How Does Homeowner's Insurance Work in a Foreclosure?

Written by James Hirby | Fact checked by The Law Dictionary staff

If you're facing foreclosure. chances are good that you have many worries on your mind. After all, you stand to lose the home that you've worked so hard to keep. In addition to the psychological and physical disruptions that your foreclosure is likely to cause for your family, you'll have plenty of financial issues to keep straight as well. For instance, your foreclosure could wreak havoc on your credit score and make it difficult for you to obtain a new mortgage loan within a reasonable time frame. What's more, you might be forced to raid your personal savings reserves in a futile fight against your mortgage lender .

Although you might not realize it, you'll also have to take into account the likely cancellation of your homeowner's insurance policy. After all, most homeowner's insurance companies bundle their policies' premiums in with their holders' mortgage payments. Once you've stopped making your mortgage payments, it's likely that your homeowner's insurance company will void your policy and leave your home without protection.

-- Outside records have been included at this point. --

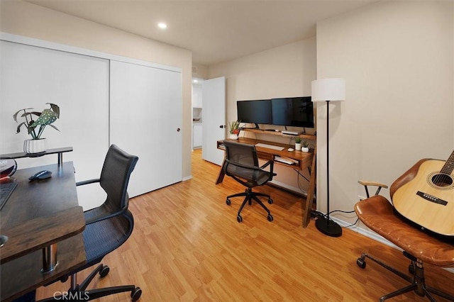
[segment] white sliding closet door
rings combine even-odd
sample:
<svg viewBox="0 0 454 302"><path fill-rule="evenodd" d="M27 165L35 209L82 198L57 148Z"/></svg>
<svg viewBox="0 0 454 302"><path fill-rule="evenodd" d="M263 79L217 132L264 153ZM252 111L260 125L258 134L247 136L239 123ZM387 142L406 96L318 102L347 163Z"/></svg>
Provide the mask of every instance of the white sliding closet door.
<svg viewBox="0 0 454 302"><path fill-rule="evenodd" d="M111 143L139 160L130 197L182 180L181 73L111 61Z"/></svg>
<svg viewBox="0 0 454 302"><path fill-rule="evenodd" d="M24 127L16 134L14 113L54 103L60 108L54 123L60 132L46 127L48 147L73 147L63 160L74 162L77 181L99 178L109 147L109 60L1 40L0 77L0 153L22 152L31 138ZM57 155L17 162L18 169L56 164ZM104 191L96 194L78 189L85 210L104 201Z"/></svg>

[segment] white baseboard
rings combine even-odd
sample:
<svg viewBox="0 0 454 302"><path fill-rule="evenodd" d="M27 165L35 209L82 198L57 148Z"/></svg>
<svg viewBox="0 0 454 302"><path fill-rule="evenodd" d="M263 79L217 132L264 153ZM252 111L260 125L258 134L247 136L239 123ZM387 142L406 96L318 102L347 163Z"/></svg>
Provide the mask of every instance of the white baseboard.
<svg viewBox="0 0 454 302"><path fill-rule="evenodd" d="M186 181L187 180L189 180L189 179L192 179L192 175L189 175L188 177L183 177L183 179L182 179L182 181Z"/></svg>

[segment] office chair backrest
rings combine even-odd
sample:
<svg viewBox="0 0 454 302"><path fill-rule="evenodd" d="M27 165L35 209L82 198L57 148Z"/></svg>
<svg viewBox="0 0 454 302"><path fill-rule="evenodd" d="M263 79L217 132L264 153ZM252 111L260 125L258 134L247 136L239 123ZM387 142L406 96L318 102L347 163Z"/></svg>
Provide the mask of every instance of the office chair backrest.
<svg viewBox="0 0 454 302"><path fill-rule="evenodd" d="M245 166L258 167L255 146L240 142L224 141L227 160Z"/></svg>
<svg viewBox="0 0 454 302"><path fill-rule="evenodd" d="M101 172L100 184L107 194L104 203L116 209L128 208L128 184L131 172L138 160L116 145L109 148Z"/></svg>

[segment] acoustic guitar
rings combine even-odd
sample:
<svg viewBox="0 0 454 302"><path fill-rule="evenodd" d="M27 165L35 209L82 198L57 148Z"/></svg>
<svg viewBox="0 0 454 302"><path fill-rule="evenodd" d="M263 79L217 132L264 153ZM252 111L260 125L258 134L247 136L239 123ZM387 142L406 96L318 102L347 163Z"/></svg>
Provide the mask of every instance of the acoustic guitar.
<svg viewBox="0 0 454 302"><path fill-rule="evenodd" d="M392 186L394 208L427 230L454 236L453 170L454 151L445 162L420 160Z"/></svg>

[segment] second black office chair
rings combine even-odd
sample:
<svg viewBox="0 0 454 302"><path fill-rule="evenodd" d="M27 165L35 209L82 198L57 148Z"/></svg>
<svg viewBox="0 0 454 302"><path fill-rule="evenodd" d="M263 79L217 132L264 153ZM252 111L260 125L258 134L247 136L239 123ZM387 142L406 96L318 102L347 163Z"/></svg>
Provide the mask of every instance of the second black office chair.
<svg viewBox="0 0 454 302"><path fill-rule="evenodd" d="M233 197L245 196L236 216L236 220L238 223L240 223L243 221L243 218L240 215L243 208L244 208L246 203L251 205L253 199L267 211L268 213L267 216L268 221L272 221L273 218L270 213L270 210L268 210L258 196L267 197L268 198L268 203L270 204L272 203L272 199L270 195L253 192L252 190L255 186L265 184L276 175L276 174L272 172L272 160L267 162L260 167L258 164L258 157L255 145L243 144L231 140L224 140L224 145L226 146L226 161L223 165L224 172L226 175L248 187L245 192L227 196L226 203L230 206L231 204L230 198ZM269 171L265 170L265 168L267 167L269 167Z"/></svg>
<svg viewBox="0 0 454 302"><path fill-rule="evenodd" d="M86 227L84 230L84 244L87 255L87 263L76 272L72 272L71 288L72 296L81 301L89 301L114 293L131 291L133 301L140 298L142 290L134 285L114 286L105 289L87 290L90 281L96 274L104 277L109 274L106 265L99 264L84 281L78 284L77 273L92 265L101 262L107 254L119 247L133 232L134 220L133 214L128 210L129 197L127 189L131 172L135 167L138 157L131 155L115 145L112 145L104 160L99 179L80 181L77 186L99 183L107 194L104 203L100 206L87 211ZM67 279L67 277L65 278ZM65 279L62 281L65 281ZM47 301L65 300L62 296L54 296ZM77 300L79 301L79 300Z"/></svg>

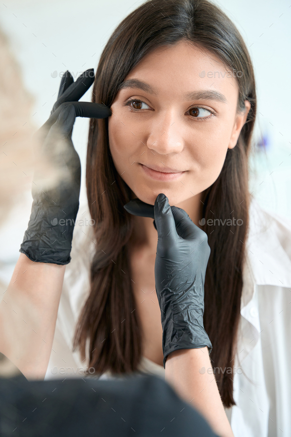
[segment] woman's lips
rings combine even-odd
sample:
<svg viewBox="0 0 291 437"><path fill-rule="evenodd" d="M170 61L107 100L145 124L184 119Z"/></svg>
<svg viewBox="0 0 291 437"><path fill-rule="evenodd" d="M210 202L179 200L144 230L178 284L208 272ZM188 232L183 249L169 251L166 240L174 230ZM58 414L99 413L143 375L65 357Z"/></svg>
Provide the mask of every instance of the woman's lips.
<svg viewBox="0 0 291 437"><path fill-rule="evenodd" d="M146 174L152 179L155 179L156 181L175 181L179 179L183 173L185 173L184 171L180 171L179 173L163 173L161 171L152 170L143 164L141 164L141 165Z"/></svg>

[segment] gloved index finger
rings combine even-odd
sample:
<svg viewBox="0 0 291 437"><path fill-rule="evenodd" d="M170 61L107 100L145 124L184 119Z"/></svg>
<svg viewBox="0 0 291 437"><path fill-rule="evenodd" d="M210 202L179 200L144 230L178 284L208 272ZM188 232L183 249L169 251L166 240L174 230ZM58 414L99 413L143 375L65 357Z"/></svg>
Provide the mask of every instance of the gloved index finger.
<svg viewBox="0 0 291 437"><path fill-rule="evenodd" d="M57 100L59 100L61 96L64 94L66 90L69 88L70 85L73 83L73 81L74 79L73 79L73 77L69 70L67 70L62 78L61 83L60 83L59 94L58 94L58 98L57 99Z"/></svg>
<svg viewBox="0 0 291 437"><path fill-rule="evenodd" d="M178 206L171 206L178 235L184 239L197 238L201 230L193 222L185 211Z"/></svg>
<svg viewBox="0 0 291 437"><path fill-rule="evenodd" d="M163 193L159 194L156 199L154 212L158 237L161 238L164 248L167 248L167 245L165 243L168 242L169 248L177 240L178 234L171 207L168 198Z"/></svg>
<svg viewBox="0 0 291 437"><path fill-rule="evenodd" d="M93 73L93 74L92 74ZM75 82L72 83L58 99L53 107L51 115L65 102L75 102L79 100L94 81L94 69L89 68L80 75Z"/></svg>

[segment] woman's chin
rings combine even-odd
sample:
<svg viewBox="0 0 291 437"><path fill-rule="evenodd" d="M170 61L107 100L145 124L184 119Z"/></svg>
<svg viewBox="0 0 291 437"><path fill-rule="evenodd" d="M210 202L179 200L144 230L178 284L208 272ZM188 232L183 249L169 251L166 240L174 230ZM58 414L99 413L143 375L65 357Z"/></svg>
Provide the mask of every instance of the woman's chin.
<svg viewBox="0 0 291 437"><path fill-rule="evenodd" d="M145 202L146 203L148 203L149 205L154 205L154 202L155 201L155 199L158 197L158 195L163 193L165 196L167 196L168 199L169 200L169 203L171 205L171 206L174 206L176 203L179 203L181 201L182 201L183 199L181 199L181 196L175 196L173 195L173 193L167 193L167 190L164 190L159 192L156 193L149 193L146 194L145 194L144 193L140 193L140 194L135 194L134 193L132 193L132 199L139 199L140 200L142 200L143 202Z"/></svg>

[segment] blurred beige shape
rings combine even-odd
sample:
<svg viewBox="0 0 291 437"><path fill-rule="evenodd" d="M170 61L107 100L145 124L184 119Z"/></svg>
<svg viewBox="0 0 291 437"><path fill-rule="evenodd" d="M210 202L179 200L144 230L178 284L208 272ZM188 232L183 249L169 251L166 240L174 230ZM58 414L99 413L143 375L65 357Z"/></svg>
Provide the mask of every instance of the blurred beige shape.
<svg viewBox="0 0 291 437"><path fill-rule="evenodd" d="M34 99L25 89L20 67L0 29L0 226L2 226L13 206L21 200L25 192L31 190L36 162L32 136L36 127L32 120ZM0 280L1 295L5 289ZM0 354L0 376L9 377L19 373Z"/></svg>

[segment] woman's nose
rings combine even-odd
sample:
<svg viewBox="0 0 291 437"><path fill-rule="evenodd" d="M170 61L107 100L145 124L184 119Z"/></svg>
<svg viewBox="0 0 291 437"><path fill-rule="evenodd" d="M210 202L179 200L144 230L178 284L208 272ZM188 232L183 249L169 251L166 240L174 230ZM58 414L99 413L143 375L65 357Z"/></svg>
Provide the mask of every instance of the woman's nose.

If you're resigned to the fact that you'll lose your home in foreclosure, you might be comfortable with this arrangement. After all, it will remove a significant financial burden from your shoulders

and force your mortgage lender to take responsibility for your home.

If you wish to fight your foreclosure proceedings. you'll need to "reaffirm" your mortgage. This will require you to pay off the loan's delinquent balance and remain current on its monthly payments for the foreseeable future. Naturally, this will require you to make homeowner's insurance payments as well. Unfortunately, you may have to seek another homeowner's insurance provider and prepare to pay a hefty premium for your coverage. After your policy's cancellation, it's unlikely that your current provider will take you back without raising your premiums by a significant margin. Likewise, other insurers might view your brush with foreclosure as a major risk factor and charge you accordingly.

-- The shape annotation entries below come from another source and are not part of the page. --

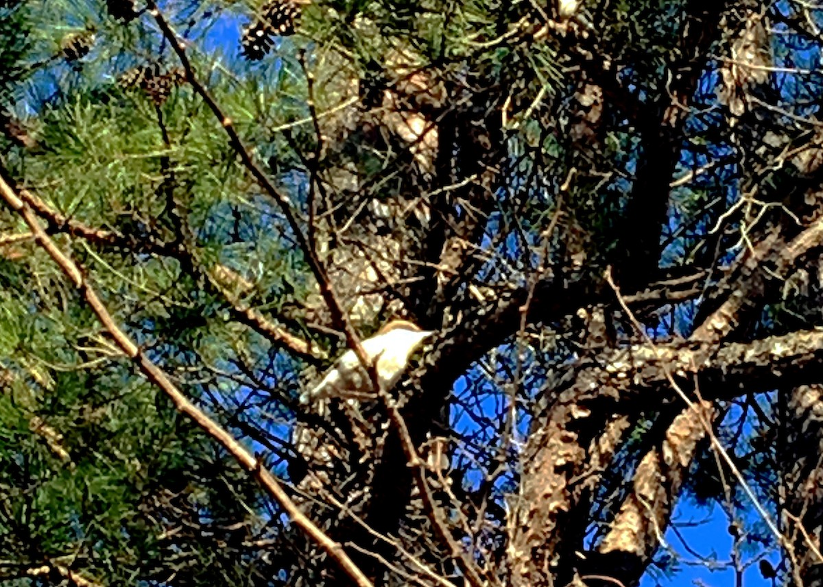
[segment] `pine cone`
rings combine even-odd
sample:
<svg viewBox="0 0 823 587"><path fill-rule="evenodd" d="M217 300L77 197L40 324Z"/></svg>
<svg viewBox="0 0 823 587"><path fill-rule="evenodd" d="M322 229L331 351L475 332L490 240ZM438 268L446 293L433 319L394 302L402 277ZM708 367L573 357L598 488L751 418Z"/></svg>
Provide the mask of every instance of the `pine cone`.
<svg viewBox="0 0 823 587"><path fill-rule="evenodd" d="M137 17L137 2L134 0L106 0L106 9L117 21L131 22Z"/></svg>
<svg viewBox="0 0 823 587"><path fill-rule="evenodd" d="M186 74L182 67L164 72L159 63L153 63L128 70L120 76L118 83L127 90L140 88L152 102L160 106L171 95L172 89L182 84L185 79Z"/></svg>
<svg viewBox="0 0 823 587"><path fill-rule="evenodd" d="M71 62L86 57L95 42L95 34L91 30L69 33L60 39L60 50L66 61Z"/></svg>
<svg viewBox="0 0 823 587"><path fill-rule="evenodd" d="M270 0L258 18L243 30L240 43L247 59L262 59L274 46L275 36L294 35L300 5L291 0Z"/></svg>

If you're willing to accept the loss of your home to foreclosure, you'll still need to obtain provisional insurance that covers the contents of your home during the foreclosure process. Such a policy might be known as a "possession protection" or "home contents" plan. Although it won't technically be renter's insurance, it will function in a similar manner: You'll be entitled to reimbursement for damage to any personal possessions that you store in your home. To protect its post-foreclosure "investment," it's likely that your mortgage lender will obtain "structural protection" on its own account.